While the U.S. Food and Drug Administration recently recommended further limiting the amount of lead found in common cosmetics, that guidance didn’t extend to hair dyes that contain lead acetate. Now, a coalition of consumer advocates says the agency should reconsider its approval of the ingredient in hair dyes.
Earlier this month, the Environmental Defense Fund, the Environmental Working Group, the Natural Resources Defense Council, our colleagues at Consumers Union, and others signed a petition [PDF] claiming that lead acetate — the active ingredient in products like Grecian Formula that slowly darkens grey hair when used repeatedly — is a neurotoxin and carcinogen, and thus, shouldn’t be in hair dyes.
“We now know that lead is more dangerous, especially to children, and skin absorption is a more significant route than FDA thought in 1980,” Tom Neltner, chemicals policy director at EDF, said in a joint statement from the groups. “We also have evidence that when the dye is applied, lead spreads widely in the immediate environment. This puts more people, including children, at risk of unknowingly ingesting it.”
Tina Sigurdson, EWG’s assistant general counsel, points out that lead acetate can expose people to lead, which has been linked to serious health problems like developmental, reproductive and organ system toxicity, as well as cancer. Other countries have banned the substance already, she adds.
“It’s unconscionable that this potent neurotoxin is still used in a handful of men’s hair dye formulas. Lead acetate already has been banned in Canada and the European Union. It’s time for the U.S. to take action.”
The FDA approved lead acetate as a repeated use hair dye in 1980, noting on its website that “No significant increase in blood levels of lead was seen in the trial subjects and the lead was not shown to be absorbed into the body through such use.”
Products are required to bear the below label:
“Caution: Contains lead acetate. For external use only. Keep this product out of children’s reach. Do not use on cut or abraded scalp. If skin irritation develops, discontinue use. Do not use to color mustaches, eyelashes, eyebrows, or hair on parts of the body other than the scalp. Do not get in eyes. Follow instructions carefully and wash hands thoroughly after use.”
The groups call the warning label “vague,” pointing out that dyes are allowed to have lead levels of up to 6,000 ppm (parts per million). This, despite the fact that in 1977, the Consumer Product Safety Commission banned the sale of household paint containing more than 600 ppm of lead.
The petitioners say there have been major advances in science since the FDA’s 1980 decision, citing a study showing lead contamination from the hair dyes—especially on surfaces touched after using the hair dye like blow-dryers, combs and faucets.
The study found that those surfaces had up to 2,804 micrograms of lead per square foot. The Environmental Protection Agency said in 2001 that more than 40 mmicrograms of lead per square foot on the floor posed a hazard to children, note the groups.
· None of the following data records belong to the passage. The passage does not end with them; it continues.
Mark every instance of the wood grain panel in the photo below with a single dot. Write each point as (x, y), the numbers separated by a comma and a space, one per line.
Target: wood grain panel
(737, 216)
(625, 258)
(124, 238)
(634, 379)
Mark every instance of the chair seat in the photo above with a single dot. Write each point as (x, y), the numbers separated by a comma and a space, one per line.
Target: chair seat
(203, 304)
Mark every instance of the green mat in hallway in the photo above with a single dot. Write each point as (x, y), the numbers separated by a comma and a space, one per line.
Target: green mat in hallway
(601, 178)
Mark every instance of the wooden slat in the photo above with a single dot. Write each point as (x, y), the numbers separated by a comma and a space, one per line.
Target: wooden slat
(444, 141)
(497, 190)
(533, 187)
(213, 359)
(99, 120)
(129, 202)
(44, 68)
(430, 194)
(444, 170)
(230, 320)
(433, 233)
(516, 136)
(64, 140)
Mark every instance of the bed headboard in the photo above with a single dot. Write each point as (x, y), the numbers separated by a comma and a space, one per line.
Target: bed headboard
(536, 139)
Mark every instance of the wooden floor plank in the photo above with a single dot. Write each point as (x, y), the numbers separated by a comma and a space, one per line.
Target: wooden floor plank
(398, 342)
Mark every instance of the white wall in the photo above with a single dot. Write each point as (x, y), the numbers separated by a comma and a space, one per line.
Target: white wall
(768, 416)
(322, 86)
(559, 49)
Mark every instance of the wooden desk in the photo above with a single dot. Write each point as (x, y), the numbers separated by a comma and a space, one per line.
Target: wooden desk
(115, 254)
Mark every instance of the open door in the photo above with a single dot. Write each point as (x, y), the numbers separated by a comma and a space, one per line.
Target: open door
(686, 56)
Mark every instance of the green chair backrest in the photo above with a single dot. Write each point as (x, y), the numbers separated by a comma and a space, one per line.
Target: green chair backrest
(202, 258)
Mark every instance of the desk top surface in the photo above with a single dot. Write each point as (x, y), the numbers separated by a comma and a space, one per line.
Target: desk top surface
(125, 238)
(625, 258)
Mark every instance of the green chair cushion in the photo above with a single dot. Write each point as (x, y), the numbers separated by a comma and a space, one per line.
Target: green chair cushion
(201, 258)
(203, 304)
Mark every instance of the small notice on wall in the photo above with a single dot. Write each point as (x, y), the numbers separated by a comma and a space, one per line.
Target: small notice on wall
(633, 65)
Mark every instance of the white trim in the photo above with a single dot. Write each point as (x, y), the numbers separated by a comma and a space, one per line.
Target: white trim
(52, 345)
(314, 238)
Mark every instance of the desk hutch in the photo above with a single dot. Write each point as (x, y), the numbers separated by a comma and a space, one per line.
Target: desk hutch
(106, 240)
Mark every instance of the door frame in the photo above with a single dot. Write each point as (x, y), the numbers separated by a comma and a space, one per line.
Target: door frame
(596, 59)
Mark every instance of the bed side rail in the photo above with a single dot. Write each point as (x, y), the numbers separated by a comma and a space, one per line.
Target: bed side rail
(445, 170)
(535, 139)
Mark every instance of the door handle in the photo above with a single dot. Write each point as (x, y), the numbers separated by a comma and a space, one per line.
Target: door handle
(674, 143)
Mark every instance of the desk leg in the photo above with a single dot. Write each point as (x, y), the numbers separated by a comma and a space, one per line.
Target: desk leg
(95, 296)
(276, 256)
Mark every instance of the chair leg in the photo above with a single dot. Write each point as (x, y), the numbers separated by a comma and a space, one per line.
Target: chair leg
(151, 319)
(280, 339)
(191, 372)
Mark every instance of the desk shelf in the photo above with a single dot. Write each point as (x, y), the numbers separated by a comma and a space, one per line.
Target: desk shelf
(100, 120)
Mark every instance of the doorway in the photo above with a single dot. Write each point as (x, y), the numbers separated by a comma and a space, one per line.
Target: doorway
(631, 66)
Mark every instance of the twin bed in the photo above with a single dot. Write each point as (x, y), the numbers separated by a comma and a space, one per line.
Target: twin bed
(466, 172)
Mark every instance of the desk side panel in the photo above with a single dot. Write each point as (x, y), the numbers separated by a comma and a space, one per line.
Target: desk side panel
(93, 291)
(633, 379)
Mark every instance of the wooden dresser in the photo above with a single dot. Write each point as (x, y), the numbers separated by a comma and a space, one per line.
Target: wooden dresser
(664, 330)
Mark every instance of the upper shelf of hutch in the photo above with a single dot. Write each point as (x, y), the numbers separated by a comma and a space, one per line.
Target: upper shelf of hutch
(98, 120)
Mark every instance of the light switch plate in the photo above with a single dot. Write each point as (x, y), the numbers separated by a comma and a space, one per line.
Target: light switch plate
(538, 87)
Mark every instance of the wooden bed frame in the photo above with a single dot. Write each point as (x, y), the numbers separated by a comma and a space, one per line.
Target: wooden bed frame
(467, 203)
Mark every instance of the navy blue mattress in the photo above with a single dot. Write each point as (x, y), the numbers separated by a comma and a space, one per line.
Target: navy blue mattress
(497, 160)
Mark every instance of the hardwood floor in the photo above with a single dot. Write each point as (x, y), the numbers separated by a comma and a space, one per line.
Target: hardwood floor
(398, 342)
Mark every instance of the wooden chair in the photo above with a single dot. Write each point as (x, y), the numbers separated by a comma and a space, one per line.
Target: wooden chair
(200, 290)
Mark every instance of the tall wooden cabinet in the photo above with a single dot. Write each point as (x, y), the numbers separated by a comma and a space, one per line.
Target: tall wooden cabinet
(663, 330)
“It’s been almost 40 years since the country banned lead from the paint we use on our walls, but the FDA still allows this powerful poison in the cosmetics that touch people’s heads,” said Erik D. Olson, Director of the Health program at NRDF. “There should be zero tolerance for use of lead in any product in this day and age.”
The agency will have to make final decision within 180 days. If the petition is approved, the ban would be effective immediately upon publication in the Federal Register.